One of the most powerful raw workflow tools is the Adjustment Brush in Lightroom 3 (and Adobe Camera Raw). It provides the ability to precisely modify one or more areas in your photo, without altering the rest of the shot. Dan Moughamian, author of Adobe Digital Imaging How-Tos: 100 Essential Techniques for Photoshop CS5, Lightroom 3, and Camera Raw 6, shows you how to get the most from this robust set of controls.

One characteristic nearly all raw workflows share is that most of the controls available create global edits or corrections. In other words, they affect the entire photograph (or one specific element like a particular color, throughout the entire photograph). It’s also no secret that one of Photoshop’s greatest virtues is the ability to precisely target specific regions of an image when applying edits, so why not do that with our raw workflows? The Adjustment Brush in Lightroom 3 allows us to do exactly that when perfecting exposure, contrast, color, and details.

Located in the Develop Module, the Adjustment Brush can be accessed by pressing the K key or clicking on the paintbrush icon just beneath the Histogram panel. When you do, a range of brush controls, masking options and editing options appear beneath the icon (Figure 1).

Figure 1 The Adjustment Brush offers a high degree of control over your edits by offering brush customization options and several controls for modifying contrast, color, and detail.

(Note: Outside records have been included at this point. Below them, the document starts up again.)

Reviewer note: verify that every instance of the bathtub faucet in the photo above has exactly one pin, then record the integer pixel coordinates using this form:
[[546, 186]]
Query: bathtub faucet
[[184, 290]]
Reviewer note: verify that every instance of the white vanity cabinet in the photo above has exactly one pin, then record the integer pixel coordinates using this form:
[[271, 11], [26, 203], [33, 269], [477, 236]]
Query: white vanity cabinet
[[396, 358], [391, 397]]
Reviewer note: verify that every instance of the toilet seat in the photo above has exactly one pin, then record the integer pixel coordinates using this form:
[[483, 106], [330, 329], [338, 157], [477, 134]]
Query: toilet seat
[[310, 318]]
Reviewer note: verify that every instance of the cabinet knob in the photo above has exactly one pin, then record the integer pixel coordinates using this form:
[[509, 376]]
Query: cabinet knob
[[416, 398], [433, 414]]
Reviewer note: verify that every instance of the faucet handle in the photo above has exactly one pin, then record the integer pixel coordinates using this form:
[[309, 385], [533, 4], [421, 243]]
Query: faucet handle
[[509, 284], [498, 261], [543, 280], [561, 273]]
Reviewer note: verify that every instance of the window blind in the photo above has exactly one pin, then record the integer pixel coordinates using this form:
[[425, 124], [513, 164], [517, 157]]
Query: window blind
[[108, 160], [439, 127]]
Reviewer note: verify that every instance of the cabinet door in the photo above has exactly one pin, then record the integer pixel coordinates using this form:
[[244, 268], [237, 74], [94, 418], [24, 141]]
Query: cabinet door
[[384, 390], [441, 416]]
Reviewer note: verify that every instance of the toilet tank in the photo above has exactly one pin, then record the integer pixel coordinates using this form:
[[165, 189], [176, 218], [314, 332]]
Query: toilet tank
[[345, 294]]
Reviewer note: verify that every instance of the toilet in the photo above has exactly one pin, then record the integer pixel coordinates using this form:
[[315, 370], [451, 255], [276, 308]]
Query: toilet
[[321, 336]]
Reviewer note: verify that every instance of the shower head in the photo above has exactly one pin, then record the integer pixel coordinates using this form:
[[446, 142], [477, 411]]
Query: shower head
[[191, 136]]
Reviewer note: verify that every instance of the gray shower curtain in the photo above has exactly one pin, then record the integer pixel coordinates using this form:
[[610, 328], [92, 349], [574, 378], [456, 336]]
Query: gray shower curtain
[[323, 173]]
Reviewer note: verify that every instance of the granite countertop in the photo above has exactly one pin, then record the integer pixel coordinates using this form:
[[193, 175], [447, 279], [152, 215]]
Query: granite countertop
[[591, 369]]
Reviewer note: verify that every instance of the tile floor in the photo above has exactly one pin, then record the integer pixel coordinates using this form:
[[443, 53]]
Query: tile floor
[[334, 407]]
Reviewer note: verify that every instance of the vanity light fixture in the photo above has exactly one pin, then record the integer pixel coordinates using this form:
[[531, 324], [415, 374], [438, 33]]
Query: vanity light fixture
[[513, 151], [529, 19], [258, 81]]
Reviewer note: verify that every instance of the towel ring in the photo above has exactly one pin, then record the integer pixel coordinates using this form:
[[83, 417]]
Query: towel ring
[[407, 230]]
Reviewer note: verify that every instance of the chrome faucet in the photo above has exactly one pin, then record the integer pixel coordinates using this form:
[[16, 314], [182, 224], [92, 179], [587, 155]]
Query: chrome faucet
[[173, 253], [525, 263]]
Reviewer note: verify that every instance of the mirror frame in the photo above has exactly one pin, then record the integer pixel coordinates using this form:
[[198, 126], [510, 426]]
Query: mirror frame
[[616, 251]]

The idea is to paint a special mask over the areas you wish to modify (conceptually, we tend to think of an area that has been “masked” as being protected from change, so this process may seem a little counter-intuitive at first). Once the masking process is complete, you can begin to alter the different settings available, such as Exposure, Saturation, and Sharpness. Let’s take a closer look.

Brush Options

Once you’ve opened the controls and move the cursor over the document preview, the cursor will change, displaying a small silver “pin” in the center, which provides a reference point for each new mask you create, an inner circle, and an outer circle. The diameter of the inner circle represents the Size of your masking brush, and the distance between the inner and outer circles represents the Feather amount (Figure 2). Standard Photoshop brush shortcuts apply:

  • Right bracket (]) to increase brush size
  • Left bracket ([) to decrease brush size
  • Shift-right bracket or Shift-left bracket to increase or decrease the feather value

Figure 2 The Adjustment Brush cursor has three components: a pin to mark the spot where you begin painting each mask, the inner circle (Size), and the outer circle (Feather).

Additionally, there are settings for Flow and Density (just like a regular Photoshop brush), which—in effect—allow you to control the opacity of the mask. For the Adjustment Brush’s mask, 100% Density means the maximum amount of change will be made to the preview and final. There are also two “live presets” you can use to define the above-noted brush settings (A [vb] B). Click the letter A to activate that preset, and then change its settings. When you want to use the other brush settings, just click B and follow the same process. The settings for each preset are “sticky,” until you change them again.